If you have to misrepresent an argument this much to refute it, you likely don't have many good points.
@2, et al- Agreed on your bigger point. However most of the infrastructure for centralized energy production is already in place, so making a swap from a (likely) planned coal plant to a gas plant is something.
Nuclear is a non-starter- the economics simply don't work in the long run (or are you forgetting the $84 Billion cost to clean up just Hanford- all of which is shouldered by taxpayers through the DOE rather than by the builders or ratepayers). Those costs are so outlandish that taxpayers could just be given fairly substantial home solar setups instead.
@28 Hanford produced plutonium for nuclear weapons. Typical nuclear power plants do not use plutonium, which is why Hanford is a mess.
@27 To add on to the construction time for a nuclear power plant, Mike Shellenberger has a great article on South Korean power plants. They build power plants in 4.5-5 years. https://www.forbes.com/sites/michaelshellenberger/2018/06/21/if-innovation-makes-everything-cheaper-why-does-it-make-nuclear-power-more-expensive/#5efc64812d7d
@27- that is a lie- and you full well know it.
https://reneweconomy.com.au/another-coal-myth-busted-as-developing-nations-turn-to-renewables-80661/
@29- sure, that one facility produced plutonium, along w/ fuel. But don't forget that all fuel for all plants, as well as all processing and long term storage of waste is a DOE cost, from now until forever- typically not included in the advertized coast per kwh. And since we've been kicking the long-term-storage-solution can down the road for 50 years, those costs have exploded. And given the 5 year timeline for a plant build, and probably a decade in planning/permissions... in 15 years we can get a lot of solar and wind installed.

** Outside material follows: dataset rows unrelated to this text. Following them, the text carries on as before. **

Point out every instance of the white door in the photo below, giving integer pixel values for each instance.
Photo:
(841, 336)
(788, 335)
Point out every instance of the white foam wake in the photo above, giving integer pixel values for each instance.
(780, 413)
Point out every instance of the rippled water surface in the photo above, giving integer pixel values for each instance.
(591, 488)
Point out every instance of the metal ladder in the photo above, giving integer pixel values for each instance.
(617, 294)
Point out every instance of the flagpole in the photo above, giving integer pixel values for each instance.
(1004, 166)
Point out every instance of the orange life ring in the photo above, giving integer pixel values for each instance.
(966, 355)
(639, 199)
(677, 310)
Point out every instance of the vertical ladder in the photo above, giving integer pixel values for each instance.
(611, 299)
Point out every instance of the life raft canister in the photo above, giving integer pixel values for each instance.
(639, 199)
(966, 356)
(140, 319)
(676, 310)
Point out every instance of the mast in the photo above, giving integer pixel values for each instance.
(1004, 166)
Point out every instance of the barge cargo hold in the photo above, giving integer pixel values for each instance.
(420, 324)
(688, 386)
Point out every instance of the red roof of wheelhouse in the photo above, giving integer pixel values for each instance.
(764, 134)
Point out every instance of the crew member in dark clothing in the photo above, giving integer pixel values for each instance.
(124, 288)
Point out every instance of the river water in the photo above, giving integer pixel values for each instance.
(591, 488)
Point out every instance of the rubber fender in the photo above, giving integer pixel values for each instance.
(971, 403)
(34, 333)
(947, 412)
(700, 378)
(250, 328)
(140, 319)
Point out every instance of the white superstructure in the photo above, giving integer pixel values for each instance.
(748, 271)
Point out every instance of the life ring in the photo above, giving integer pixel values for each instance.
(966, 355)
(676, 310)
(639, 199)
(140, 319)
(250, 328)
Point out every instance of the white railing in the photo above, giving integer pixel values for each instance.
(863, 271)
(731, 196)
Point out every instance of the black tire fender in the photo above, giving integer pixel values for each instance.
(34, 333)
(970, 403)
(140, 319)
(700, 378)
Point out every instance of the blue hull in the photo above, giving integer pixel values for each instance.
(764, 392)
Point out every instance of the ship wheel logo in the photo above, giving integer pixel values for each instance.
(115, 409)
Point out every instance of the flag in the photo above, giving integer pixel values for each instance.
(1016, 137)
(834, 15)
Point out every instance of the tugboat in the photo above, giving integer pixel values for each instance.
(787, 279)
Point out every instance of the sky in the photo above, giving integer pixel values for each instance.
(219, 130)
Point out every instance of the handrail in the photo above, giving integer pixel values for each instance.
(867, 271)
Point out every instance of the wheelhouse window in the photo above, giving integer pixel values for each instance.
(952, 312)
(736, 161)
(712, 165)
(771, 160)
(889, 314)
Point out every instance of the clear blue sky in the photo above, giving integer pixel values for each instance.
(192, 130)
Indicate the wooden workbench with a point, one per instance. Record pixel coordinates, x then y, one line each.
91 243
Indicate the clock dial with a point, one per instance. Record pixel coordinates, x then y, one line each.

We live in the US, and here the permit and construction time, and literal GHG emiiting concrete required to make a nuclear fission plant puts their construction beyond the 11 year time range for any real positive impact. And we know that.
It is true that we do have nuclear fusion power that could replace that, but it can't be rolled out that fast, is still in the design stage for all but military use, and again, won't have any real positive impact in the time period we do have.
We can build the following and we do have both the resources and the knowledge: solar, wind, geothermal, mini-hydro (think small boxes like tractor trailers next to small lakes or ponds) and micro-hydro (this tends to be variable with the seasons or small creeks and ponds). We can also do things like expanding use of shellfish (clams, mussels, oysters, other filter feeders but NOT shrimp) combined with seaweed and seagrass, and replacing some of our beef and pork consumption with that, and using some of the shells to replace the concrete composites for things like decks and planters and surface concretes. We can even use low emission low carbon CLT buildings where it makes sense.
Those work.
They're cheaper.
We know they work - most have been used in some way shape or form for thousands of years, we just made them better.
@30: I did not say that the developing world can not invest in renewables, I said they could not realistically invest in nuclear, based on the cost of fossil fuels, renewables, and nuclear. So like you note, they are running a mixture of fossil fuels and renewables, but are still largely burning carbon. It really is not relevant though, to be honest.
@32: I agree with you. In a perfect world, we would start investing more in renewables and all lobbyists would be catapulted into the ocean.
But since we live in the real world, those are not terribly realistic options in the time frame we are talking about. It is going to be a process, not an immediate shift.